Register Guidelines E-Books Search Today's Posts Mark Forums Read

Go Back   MobileRead Forums > E-Book Formats > PDF

Notices

Reply
 
Thread Tools Search this Thread
Old 04-22-2008, 08:52 AM   #1
caritas
Enthusiast
caritas doesn't littercaritas doesn't litter
 
Posts: 26
Karma: 161
Join Date: Feb 2008
Device: Sony PRS505
Hi,

I am interested in ebook reader for quite a while. But after trying with a 6-inch e-ink reader (Hanlin V3), I found it is almost useless to read normal PDF files on these machines. The font size is too small, while the page size is too wide.

So, a method to render PDF for these small devices is thought about and prototyped. The details are as follow:

1. Convert pdf to image. I use pdftoppm of xpdf. Such as:
pdftoppm -r 180 -f 245 -l 245 -gray -aa yes a.pdf a

2. Analyse the generated images. Break page into lines.

3. Divide each line long enough to two segments.

4. Rearrange the segments into a new page, with half of the width.

The example image before/after conversion is attached with the post. I think the result is acceptable.
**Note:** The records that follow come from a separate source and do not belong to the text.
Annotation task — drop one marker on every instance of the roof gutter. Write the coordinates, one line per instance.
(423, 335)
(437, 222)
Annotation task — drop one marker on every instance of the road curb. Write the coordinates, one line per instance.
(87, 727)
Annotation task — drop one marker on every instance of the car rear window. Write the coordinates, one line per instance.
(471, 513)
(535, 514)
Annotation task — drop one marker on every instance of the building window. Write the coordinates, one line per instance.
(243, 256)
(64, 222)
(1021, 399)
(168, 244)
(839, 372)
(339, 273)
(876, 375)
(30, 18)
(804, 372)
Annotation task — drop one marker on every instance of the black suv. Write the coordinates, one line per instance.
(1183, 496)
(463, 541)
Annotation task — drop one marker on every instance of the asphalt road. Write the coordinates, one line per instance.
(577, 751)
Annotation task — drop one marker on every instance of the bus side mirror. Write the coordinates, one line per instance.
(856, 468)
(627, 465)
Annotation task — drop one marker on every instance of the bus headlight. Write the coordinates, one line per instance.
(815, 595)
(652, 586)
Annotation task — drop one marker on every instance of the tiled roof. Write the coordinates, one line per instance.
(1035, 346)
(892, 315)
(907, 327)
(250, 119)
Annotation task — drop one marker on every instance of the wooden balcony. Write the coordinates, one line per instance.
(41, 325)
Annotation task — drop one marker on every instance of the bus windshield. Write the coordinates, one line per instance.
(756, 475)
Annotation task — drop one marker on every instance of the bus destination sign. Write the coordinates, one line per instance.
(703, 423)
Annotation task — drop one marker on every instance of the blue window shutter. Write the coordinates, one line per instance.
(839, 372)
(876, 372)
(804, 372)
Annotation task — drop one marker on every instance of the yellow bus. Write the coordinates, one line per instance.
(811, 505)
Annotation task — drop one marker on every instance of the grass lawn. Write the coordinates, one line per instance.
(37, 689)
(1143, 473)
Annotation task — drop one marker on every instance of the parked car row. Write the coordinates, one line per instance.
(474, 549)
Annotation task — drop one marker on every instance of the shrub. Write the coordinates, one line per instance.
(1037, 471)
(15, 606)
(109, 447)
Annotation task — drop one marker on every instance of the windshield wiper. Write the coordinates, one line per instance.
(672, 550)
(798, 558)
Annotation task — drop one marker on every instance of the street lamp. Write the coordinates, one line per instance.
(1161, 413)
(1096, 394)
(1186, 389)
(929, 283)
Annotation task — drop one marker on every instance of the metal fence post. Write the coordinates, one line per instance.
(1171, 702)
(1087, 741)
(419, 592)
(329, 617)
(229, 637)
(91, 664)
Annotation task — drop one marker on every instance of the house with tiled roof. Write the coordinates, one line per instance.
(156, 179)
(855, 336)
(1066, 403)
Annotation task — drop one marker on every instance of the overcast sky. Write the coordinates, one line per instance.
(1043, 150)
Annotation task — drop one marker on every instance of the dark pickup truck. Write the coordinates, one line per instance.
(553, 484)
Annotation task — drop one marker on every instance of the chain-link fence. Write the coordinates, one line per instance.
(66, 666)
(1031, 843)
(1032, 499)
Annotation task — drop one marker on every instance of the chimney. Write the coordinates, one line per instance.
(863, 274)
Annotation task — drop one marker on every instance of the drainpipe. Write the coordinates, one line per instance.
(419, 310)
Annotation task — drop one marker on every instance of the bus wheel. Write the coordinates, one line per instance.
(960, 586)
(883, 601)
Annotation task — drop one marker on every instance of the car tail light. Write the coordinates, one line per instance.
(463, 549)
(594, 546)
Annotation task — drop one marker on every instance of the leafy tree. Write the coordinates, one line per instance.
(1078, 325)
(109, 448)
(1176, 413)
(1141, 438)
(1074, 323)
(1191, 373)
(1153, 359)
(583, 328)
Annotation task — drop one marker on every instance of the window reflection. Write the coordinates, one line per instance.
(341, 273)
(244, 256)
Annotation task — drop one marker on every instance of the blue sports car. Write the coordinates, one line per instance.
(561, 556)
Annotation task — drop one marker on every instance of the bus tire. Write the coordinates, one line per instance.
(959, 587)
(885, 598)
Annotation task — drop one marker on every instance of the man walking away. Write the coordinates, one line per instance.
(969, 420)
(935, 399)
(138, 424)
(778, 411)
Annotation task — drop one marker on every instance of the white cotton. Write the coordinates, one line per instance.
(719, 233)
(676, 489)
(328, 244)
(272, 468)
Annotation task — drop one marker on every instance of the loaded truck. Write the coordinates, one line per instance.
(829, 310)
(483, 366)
The source code is attached with the post too. The source is released under the License of GPL v2/v3.

Best Regards,
Huang Ying

Basic Usage for version 0.4:

tar -xjf pi_0.4.tar.bz2
cd pi
. env.sh
cd test
pi_format.py chap.conf
/* output goes in out directory */
img_dir_to_pdf.sh out chap-rf.pdf


2008-09-20 Huang Ying <huang.ying.caritas@gmail.com>

* Version: 0.8

* overall: Reorganize program in a more modular way.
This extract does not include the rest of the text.